Now all that would be good enough for me, but being one of our Badass Burgers, you could order it one of 14
ways, from “Classic” to the "Elvis” (long live the King!).
Personally, I am partial to the “Napa Valley”. This Burger is topped with warm griddled goat cheese, tomato, and baby basil. Oh! Cheese, glorious cheese! We are talking about a medallion of fresh goat cheese, browned just right on the hot griddle on both sides so that it still maintains its shape, but achieves a golden brown fried and slightly crispy crust on the outside. The inside is warm, creamy, and spreadable. It just blankets that chicken patty as you squeeze down the sandwich in preparation to taking your first juicy bite.
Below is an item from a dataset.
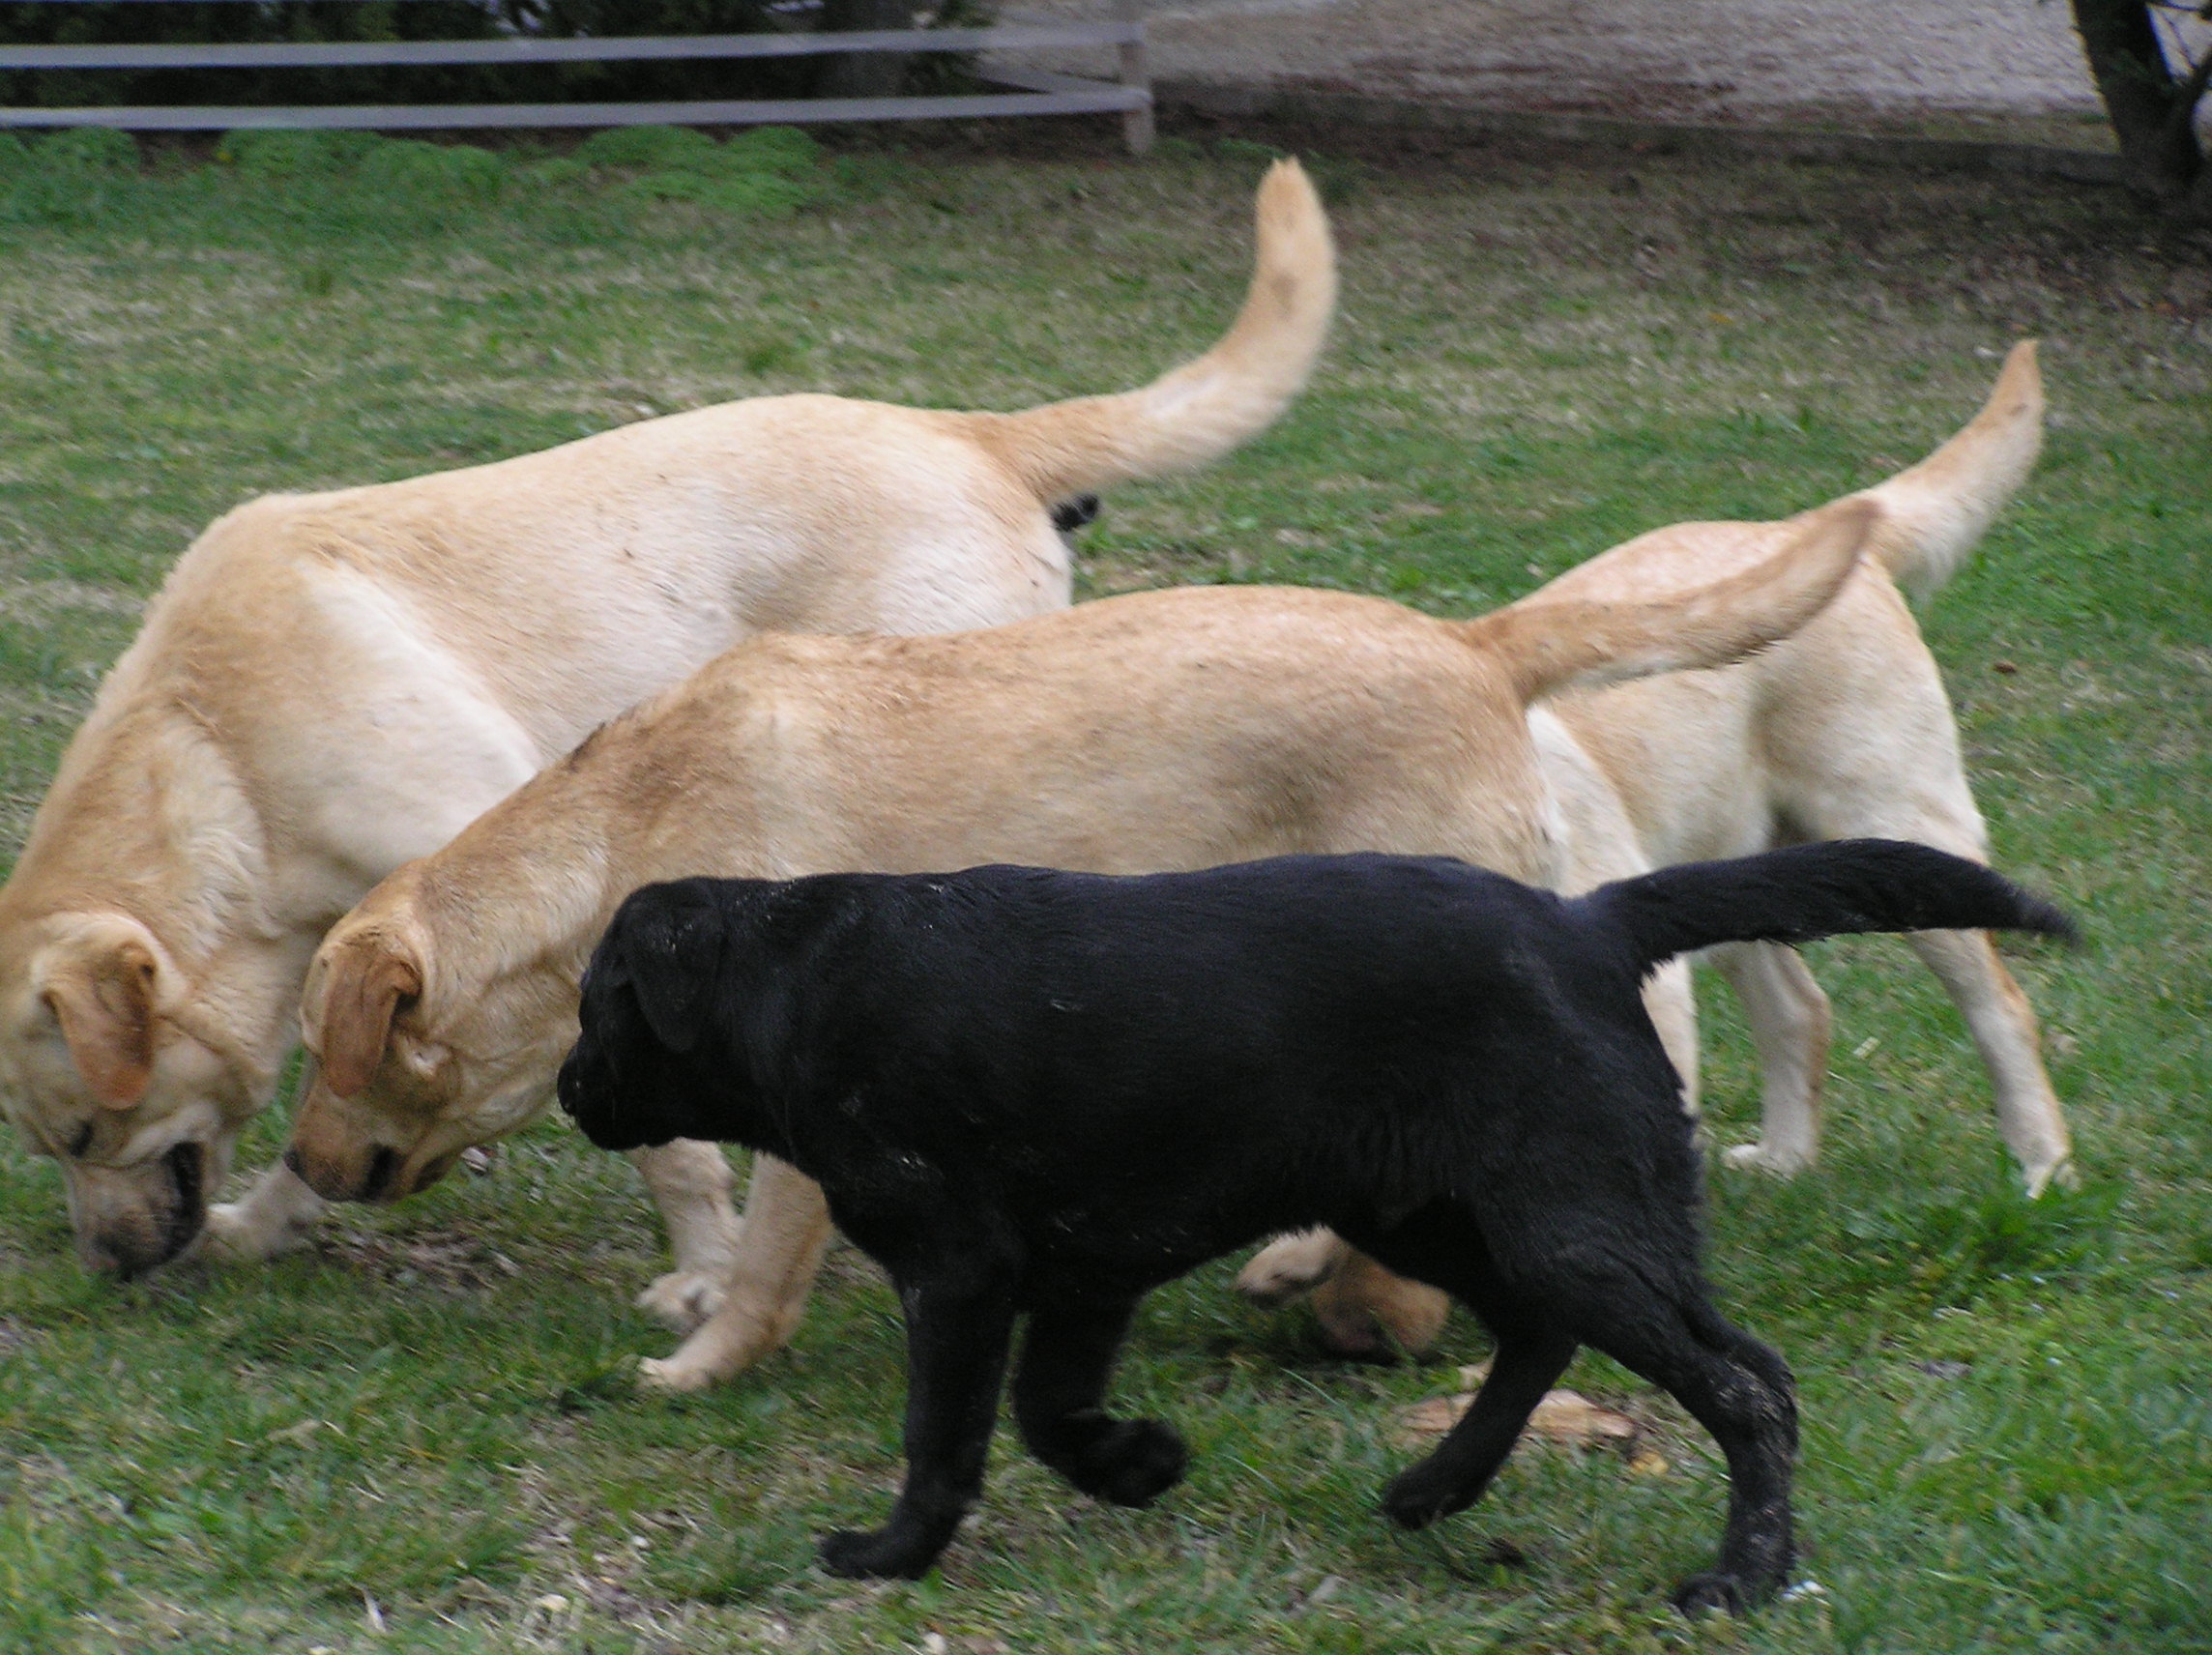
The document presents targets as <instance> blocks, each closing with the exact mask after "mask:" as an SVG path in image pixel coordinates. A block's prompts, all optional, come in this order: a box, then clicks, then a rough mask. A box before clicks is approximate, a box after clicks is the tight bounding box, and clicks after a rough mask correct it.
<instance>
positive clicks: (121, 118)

Another way to order the Chicken Burger (or any of our burgers) is Topless. Now, please-eyes up here! I am talking about a burger without the bun (however, you can always take it home and eat it in whatever state of undress that suits you…) Order the Topless Burger option at The Steer, you can still choose from one of our many burger toppings. It is then served, atop of a large House Salad with your choice of dressing. Of course, if you go topless “Napa Valley”-may I suggest our balsamic. It’s the perfect tangy compliment to the savory griddled goat cheese. It’s a very satisfying way to enjoy one of our Badass Burgers in a bit more health conscious way, if you're into that sort of thing.
Me? Right now, that fresh baked, griddled, warm, and crispy Kaiser roll is calling my name. I will keep my top on, for now- after all warm weather season is just around the corner. (Isn’t it??)